VerifiedHint: We start solving the problem by assigning variables for the time taken to fill the tank by pipe 1 and for the capacity of the tank. Using this we find the time taken to fill the tank by pipe 2. We then find the part of the tank filled by pipes 1 and 2 in one minute. We then use the condition that two pipes running together can fill a tank in \[11\dfrac{1}{9}\] minutes by adding the obtained times. This gives us a quadratic equation which gives us the required time to solve. We then find the product of the times after obtaining them.
Complete answer:
Two pipes can fill the tank together in \[11\dfrac{1}{9}\]min. Now let us consider the time taken by one pipe takes 5 minutes more than the other pipe to fill the tank. Let us assume pipe 1 takes ‘x’ min and using this we get pipe 2 will take (x + 5) min to fill the tank separately. Let us assume that the capacity of the tank be y cubic units.
\[11\dfrac{1}{9}\]min can also be written as = \[\dfrac{11\times 9+1}{9}=\dfrac{100}{9}\]minutes.

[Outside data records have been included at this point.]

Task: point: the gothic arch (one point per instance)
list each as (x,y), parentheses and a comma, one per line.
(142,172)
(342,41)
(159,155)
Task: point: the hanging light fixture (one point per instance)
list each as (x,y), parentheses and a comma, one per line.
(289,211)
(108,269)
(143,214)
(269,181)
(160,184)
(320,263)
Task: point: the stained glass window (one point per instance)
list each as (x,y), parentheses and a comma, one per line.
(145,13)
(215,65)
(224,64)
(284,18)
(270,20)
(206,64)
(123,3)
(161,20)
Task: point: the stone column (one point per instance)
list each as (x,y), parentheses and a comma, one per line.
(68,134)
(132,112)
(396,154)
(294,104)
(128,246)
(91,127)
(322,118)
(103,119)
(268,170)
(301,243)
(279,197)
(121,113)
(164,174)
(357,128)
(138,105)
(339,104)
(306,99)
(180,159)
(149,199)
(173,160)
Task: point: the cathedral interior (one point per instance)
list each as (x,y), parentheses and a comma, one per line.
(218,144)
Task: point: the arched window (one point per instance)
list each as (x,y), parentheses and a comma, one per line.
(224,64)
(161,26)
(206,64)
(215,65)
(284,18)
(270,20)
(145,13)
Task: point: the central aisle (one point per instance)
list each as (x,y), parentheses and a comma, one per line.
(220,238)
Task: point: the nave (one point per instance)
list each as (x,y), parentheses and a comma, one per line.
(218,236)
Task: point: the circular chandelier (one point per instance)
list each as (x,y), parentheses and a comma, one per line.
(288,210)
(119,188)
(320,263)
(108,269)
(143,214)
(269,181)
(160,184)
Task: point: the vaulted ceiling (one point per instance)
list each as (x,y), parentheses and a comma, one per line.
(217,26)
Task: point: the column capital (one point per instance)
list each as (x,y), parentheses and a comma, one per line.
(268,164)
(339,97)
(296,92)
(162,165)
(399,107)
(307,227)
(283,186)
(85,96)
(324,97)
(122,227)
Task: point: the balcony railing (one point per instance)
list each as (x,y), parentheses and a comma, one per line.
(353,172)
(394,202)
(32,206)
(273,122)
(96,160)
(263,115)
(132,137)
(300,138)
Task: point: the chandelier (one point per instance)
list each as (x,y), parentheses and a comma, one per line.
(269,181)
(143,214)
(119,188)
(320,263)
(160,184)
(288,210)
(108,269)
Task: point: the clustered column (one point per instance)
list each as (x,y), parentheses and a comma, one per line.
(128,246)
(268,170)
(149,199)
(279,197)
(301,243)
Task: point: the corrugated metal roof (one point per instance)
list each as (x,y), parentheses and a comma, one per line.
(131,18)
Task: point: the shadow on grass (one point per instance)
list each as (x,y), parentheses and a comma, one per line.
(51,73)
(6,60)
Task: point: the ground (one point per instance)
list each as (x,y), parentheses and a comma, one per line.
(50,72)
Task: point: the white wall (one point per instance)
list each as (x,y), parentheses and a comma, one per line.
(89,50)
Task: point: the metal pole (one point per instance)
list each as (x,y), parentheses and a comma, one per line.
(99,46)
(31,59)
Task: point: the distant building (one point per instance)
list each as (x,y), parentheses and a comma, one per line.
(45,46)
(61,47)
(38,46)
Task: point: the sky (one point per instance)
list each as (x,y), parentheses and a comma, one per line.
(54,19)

We have given that pipe 1 can fill the entire tank of capacity of y in x minutes.
Let us find the capacity of the tank that pipe 1 can fill in one minute. Let us assume that capacity filled in one minute as z.
So, we get $x\times z=y$.
$\Rightarrow z=\dfrac{y}{x}$ -(1).
We have given that pipe 1 can fill the entire tank of capacity of y in (x + 5) minutes.

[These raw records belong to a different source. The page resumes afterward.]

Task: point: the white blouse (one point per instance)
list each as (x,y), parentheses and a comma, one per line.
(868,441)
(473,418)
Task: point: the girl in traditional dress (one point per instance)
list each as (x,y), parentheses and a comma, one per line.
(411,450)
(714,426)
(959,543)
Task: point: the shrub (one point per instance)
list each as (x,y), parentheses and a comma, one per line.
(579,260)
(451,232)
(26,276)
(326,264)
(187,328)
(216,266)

Let us find the capacity of the tank that pipe 2 can fill in one minute. Let us assume that capacity filled in one minute as p.

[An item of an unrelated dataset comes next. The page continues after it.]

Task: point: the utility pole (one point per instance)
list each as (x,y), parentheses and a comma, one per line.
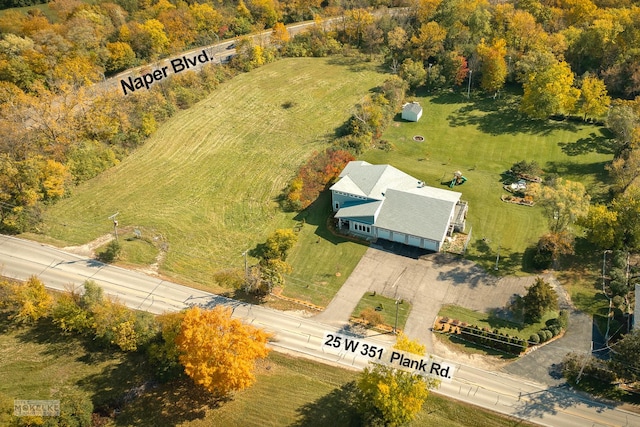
(115,224)
(246,266)
(395,326)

So, we get $\left( x+5 \right)\times p=y$.
$\Rightarrow p=\dfrac{y}{x+5}$ -(2).
From equations (1) and (2), we get the capacity of tank that pipe 1 and pipe 2 can fill in one minute = \[\dfrac{y}{x}+\dfrac{y}{x+5}\].
Given that 2 pipes can fill it together in \[\dfrac{100}{9}\] minutes. Thus we can form our equation as,
\[\Rightarrow \dfrac{100}{9}\left( \dfrac{y}{x}+\dfrac{y}{x+5} \right)=y\].
\[\Rightarrow \dfrac{1}{x}+\dfrac{1}{x+5}=\dfrac{9}{100}\].
Now, let us simplify the above expression and get the value of x.
\[\Rightarrow \dfrac{\left( x+5 \right)+x}{x\left( x+5 \right)}=\dfrac{9}{100}\].
Apply cross multiplication property.
\[\Rightarrow 100\left( 2x+5 \right)=9\left( {{x}^{2}}+5x \right)\].
\[\Rightarrow 200x+500=9{{x}^{2}}+45x\].
\[\Rightarrow 9{{x}^{2}}-155x-500=0\].
The above expression is similar to the general quadratic equation, \[a{{x}^{2}}+bx+c=0\].
Here a = 9, b = -155, c = -500.
Let us apply these values in the quadratic formula, \[x=\dfrac{-b\pm \sqrt{{{b}^{2}}-4ac}}{2a}\].
\[\Rightarrow x=\dfrac{155\pm \sqrt{{{\left( -155 \right)}^{2}}-4\times 9\times \left( -500 \right)}}{2\times 9}\].
\[\Rightarrow x=\dfrac{155\pm \sqrt{24025+18000}}{18}=\dfrac{155\pm \sqrt{42025}}{18}\].
\[\Rightarrow x=\dfrac{155\pm 205}{18}\].
Thus, we get \[x=\dfrac{155+205}{18}\] and \[x=\dfrac{155-205}{18}\].
Thus, we get, x = 20 and \[x=\dfrac{-50}{18}=\dfrac{-25}{9}\].
We know that time cannot be negative, so we neglect the value of \[x=\dfrac{-25}{9}\].
\[\therefore \] We get pipe 1 which takes x = 20 minutes.
\[\therefore \] Pipe 2 would take x + 5 = 20 + 5 = 25 minutes.
Hence pipe 1 will fill the tank in 20 minutes and pipe B will fill the tank in 25 minutes.
\[\therefore \] Product of time = 20 \[\times \] 25 = 500 minutes.
Note: We should not forget to find the product of the time, which gives the final answer of the question. We can also take the capacity of a tank as 1 cubic unit, but it confuses calculations and there will be a high possibility of making mistakes by following this way. We should not make mistakes while solving this problem. Whenever we get this type of problem, we should start solving by assigning the variable to unknown which leads us to the solution.